West Virginia Department of Environmental Protection (WVDEP) spokeswoman Kelley Gillenwater said the Stella 1H, which was being drilled, and the producing Callie 1H both remain shut down. The Stella collided with the Callie, causing what regulators believe is an avenue for methane to threaten nearby water wells (see Shale Daily, Sept. 30)
Gillenwater said Antero has since installed specially designed barriers, called isolation packers, that have been inserted into the lower depths of both wells to seal them. There are 12 private water wells in the area. Three of those closest to the pad have been disconnected from homes to ensure no gas gets inside.
Antero is also providing drinking water to the affected homeowners. Shortly after the incident, regulators were dispatched to take samples from the water supplies to see if high levels of methane were present, but on Tuesday Gillenwater said the results have not come back yet.
Four wells were already completed at the pad. The incident led to two notices of violation (NOV) and a cease operations order that halted production at the Callie 2H and a separate producing well at a different pad in the area, which also remains shuttered.
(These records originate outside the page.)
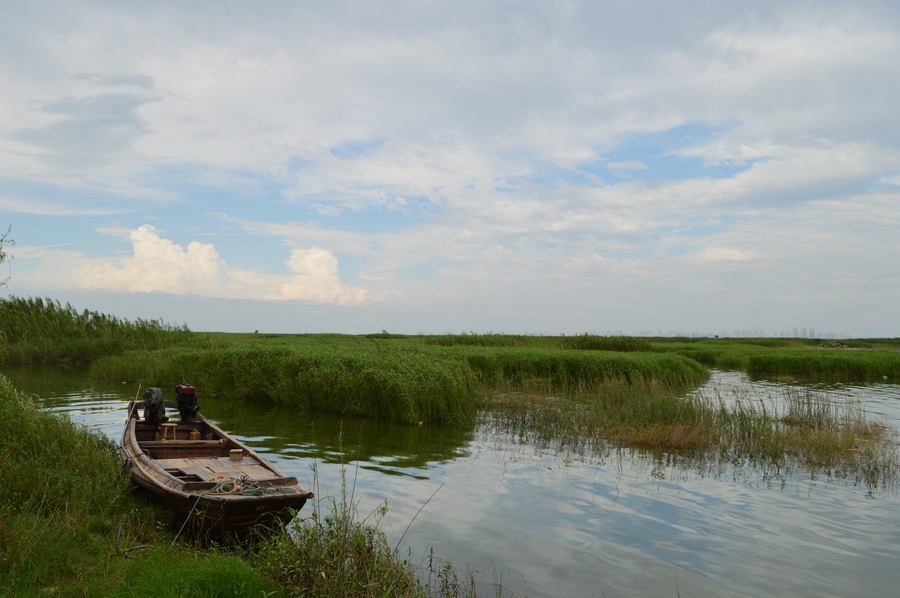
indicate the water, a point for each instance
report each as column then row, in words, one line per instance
column 538, row 523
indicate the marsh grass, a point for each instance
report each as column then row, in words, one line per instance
column 36, row 330
column 70, row 526
column 804, row 430
column 390, row 380
column 332, row 552
column 829, row 365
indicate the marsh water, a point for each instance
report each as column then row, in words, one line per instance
column 531, row 520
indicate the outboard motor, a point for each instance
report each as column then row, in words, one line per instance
column 154, row 408
column 186, row 396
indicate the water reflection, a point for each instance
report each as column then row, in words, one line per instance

The NOVs required Antero to act on the situation by Oct. 1 and stipulated that the company determine the cause of the collision and conduct necessary repairs to the Callie’s production casing, among other things.
Gillenwater said Antero asked for and received a 30-day extension to submit its abatement plan, which will now be due Nov. 30. The WVDEP did not rule out fines or additional enforcement action when the incident occurred, saying at the time that those were being evaluated. On Tuesday, Gillenwater said the agency was still considering monetary penalties and other options.